Part of the story is that conventional breeding can still do certain things extremely well — even better than genetic manipulation. What GM techniques are best at is isolating particularly useful bits of DNA in a prized plant, and transferring that single gene to another plant that is less well endowed. (In the best-known example, Monsanto spliced a gene from naturally herbicide-tolerant grass into soybeans, so farmers could apply the chemicals without killing their crops.) Conventional breeding still does better at building up qualities that require a complex suite of genes, such as the ability to fight off certain insects or to resist drought, which involves a host of genes that determine the way plants take up and manage water.

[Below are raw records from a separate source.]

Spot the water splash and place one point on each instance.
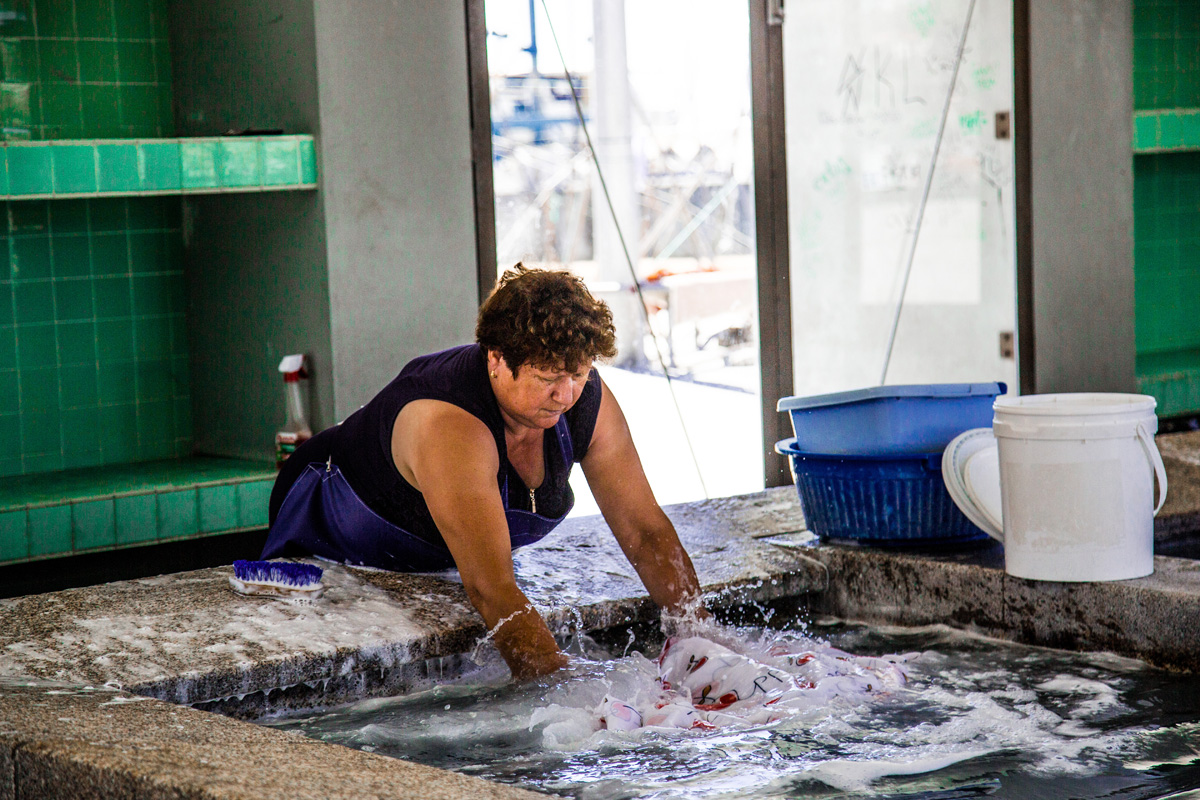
(976, 717)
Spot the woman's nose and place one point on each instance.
(562, 392)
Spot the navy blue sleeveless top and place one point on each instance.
(361, 445)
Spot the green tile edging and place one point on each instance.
(1173, 130)
(141, 167)
(132, 518)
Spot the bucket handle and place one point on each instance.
(1156, 459)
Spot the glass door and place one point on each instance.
(900, 192)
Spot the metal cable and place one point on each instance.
(624, 247)
(924, 193)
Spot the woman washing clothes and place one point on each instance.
(465, 456)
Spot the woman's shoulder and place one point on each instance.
(582, 416)
(457, 376)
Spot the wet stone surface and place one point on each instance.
(95, 731)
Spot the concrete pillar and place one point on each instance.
(1080, 125)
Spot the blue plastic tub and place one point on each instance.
(877, 499)
(889, 420)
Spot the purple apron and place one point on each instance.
(323, 516)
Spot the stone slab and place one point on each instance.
(1152, 618)
(78, 743)
(189, 638)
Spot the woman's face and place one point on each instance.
(535, 397)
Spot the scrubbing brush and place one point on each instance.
(277, 578)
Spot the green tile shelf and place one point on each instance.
(1174, 380)
(124, 505)
(1173, 130)
(79, 168)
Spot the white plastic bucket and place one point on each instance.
(1077, 480)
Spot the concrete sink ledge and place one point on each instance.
(90, 678)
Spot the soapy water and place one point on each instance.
(915, 713)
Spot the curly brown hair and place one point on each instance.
(546, 318)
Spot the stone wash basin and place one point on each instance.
(106, 691)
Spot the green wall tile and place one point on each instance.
(39, 396)
(29, 169)
(139, 109)
(137, 518)
(101, 107)
(10, 394)
(54, 17)
(137, 61)
(95, 19)
(13, 535)
(160, 166)
(111, 254)
(97, 61)
(307, 162)
(79, 386)
(77, 342)
(148, 254)
(49, 530)
(118, 168)
(151, 336)
(35, 302)
(40, 432)
(253, 500)
(58, 59)
(156, 420)
(114, 340)
(108, 215)
(94, 524)
(135, 18)
(113, 298)
(198, 163)
(36, 347)
(219, 507)
(70, 257)
(239, 163)
(281, 162)
(29, 217)
(30, 258)
(178, 513)
(151, 294)
(117, 383)
(119, 433)
(1145, 132)
(72, 300)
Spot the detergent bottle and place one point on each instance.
(295, 431)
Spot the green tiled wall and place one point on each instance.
(73, 168)
(1165, 54)
(84, 70)
(95, 510)
(1167, 200)
(93, 340)
(1167, 251)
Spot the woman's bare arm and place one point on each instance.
(645, 533)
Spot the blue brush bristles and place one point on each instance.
(288, 577)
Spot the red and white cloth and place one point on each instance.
(706, 685)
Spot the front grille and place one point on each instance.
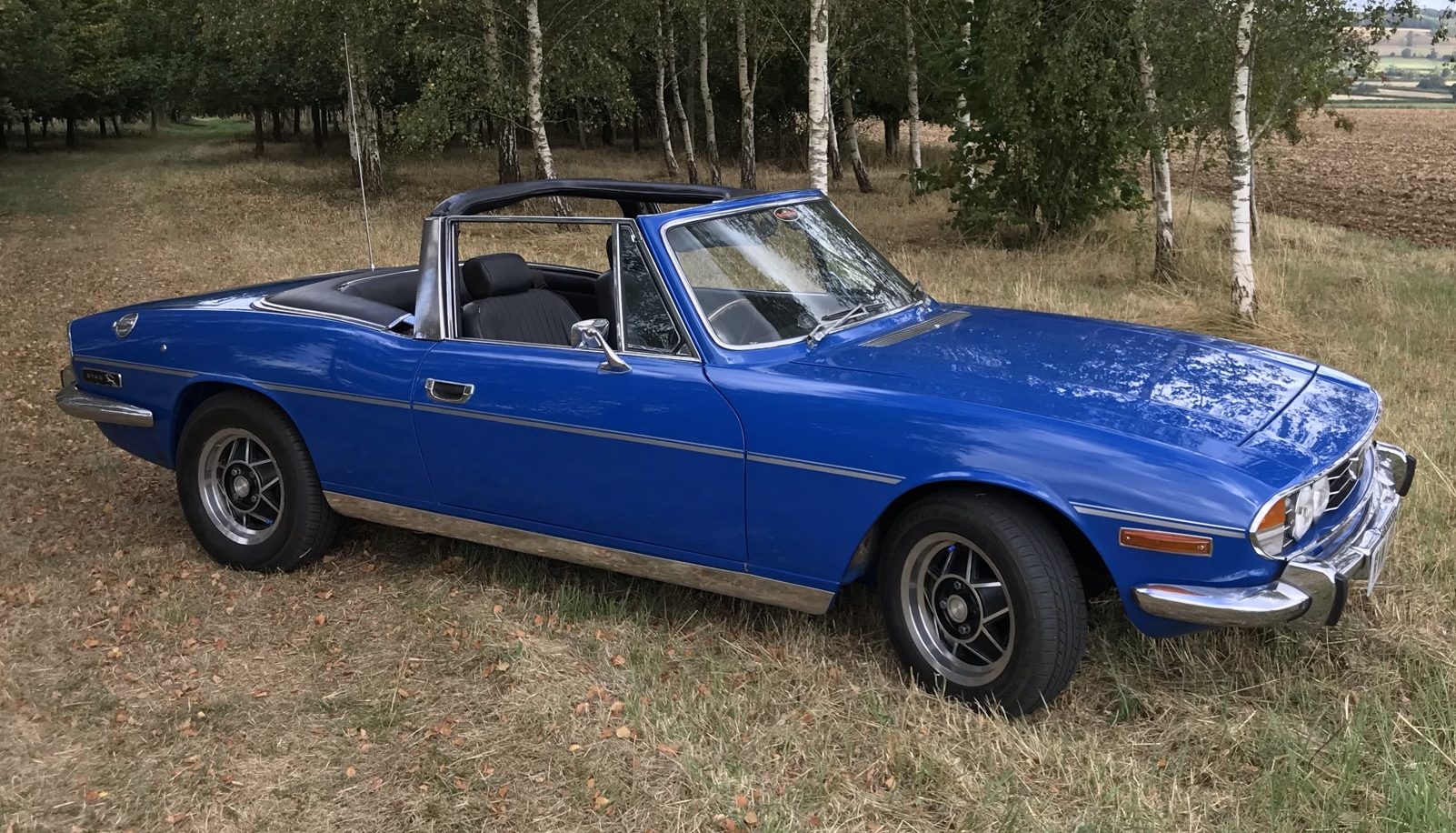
(1346, 477)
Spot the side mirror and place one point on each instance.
(592, 336)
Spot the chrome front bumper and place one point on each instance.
(1311, 590)
(98, 408)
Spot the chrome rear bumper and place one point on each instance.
(1311, 590)
(98, 408)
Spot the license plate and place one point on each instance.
(1378, 562)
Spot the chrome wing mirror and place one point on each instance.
(592, 336)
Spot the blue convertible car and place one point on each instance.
(753, 401)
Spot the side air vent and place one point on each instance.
(896, 336)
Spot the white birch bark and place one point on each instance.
(1241, 157)
(912, 92)
(747, 84)
(684, 127)
(664, 127)
(819, 95)
(544, 164)
(711, 130)
(1162, 174)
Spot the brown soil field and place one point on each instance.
(1393, 174)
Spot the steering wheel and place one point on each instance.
(740, 324)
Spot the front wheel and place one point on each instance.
(248, 486)
(982, 600)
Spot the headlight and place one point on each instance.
(1287, 518)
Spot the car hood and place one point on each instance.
(1163, 385)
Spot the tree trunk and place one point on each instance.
(836, 165)
(913, 95)
(507, 155)
(684, 125)
(1162, 174)
(819, 95)
(747, 84)
(711, 130)
(1241, 164)
(851, 143)
(258, 131)
(544, 164)
(364, 133)
(663, 127)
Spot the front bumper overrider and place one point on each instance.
(1311, 590)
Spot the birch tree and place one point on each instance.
(544, 164)
(664, 127)
(1241, 157)
(747, 85)
(709, 128)
(819, 95)
(684, 127)
(913, 96)
(503, 113)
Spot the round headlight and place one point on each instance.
(1309, 504)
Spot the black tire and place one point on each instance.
(304, 526)
(1012, 558)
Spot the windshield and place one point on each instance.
(783, 273)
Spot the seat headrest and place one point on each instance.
(494, 276)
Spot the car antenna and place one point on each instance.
(357, 149)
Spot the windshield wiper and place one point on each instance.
(841, 319)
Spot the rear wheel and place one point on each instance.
(248, 486)
(982, 600)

Roland would surely agree. And the fact is that the agricultural challenges before us require more than dropping in a gene here or there. To date, genetic engineering techniques have simply not shown themselves to be up to the task. The result is that the debate over GMOs as a sustainable solution remains entirely theoretical. The existing GMO seed lines require heavy doses of synthetic fertilizer and water (in the case of the Bt crops mentioned in the article) or heavy doses of synthetic pesticides, fertilizer, and water (in the case of Roundup Ready crops, the only other GMO seed line), neither of which are consistent with organic — or sustainable — practices.

In essence, this is an argument about federal research dollars not an argument about which seeds to plant. Wake me up when Monsanto invents a seed that can actually do all the things they’ve been promising us for the last couple of decades. In fact, don’t. It’s likely to be decades and decades before someone sees fit to rouse me. I could use the sleep.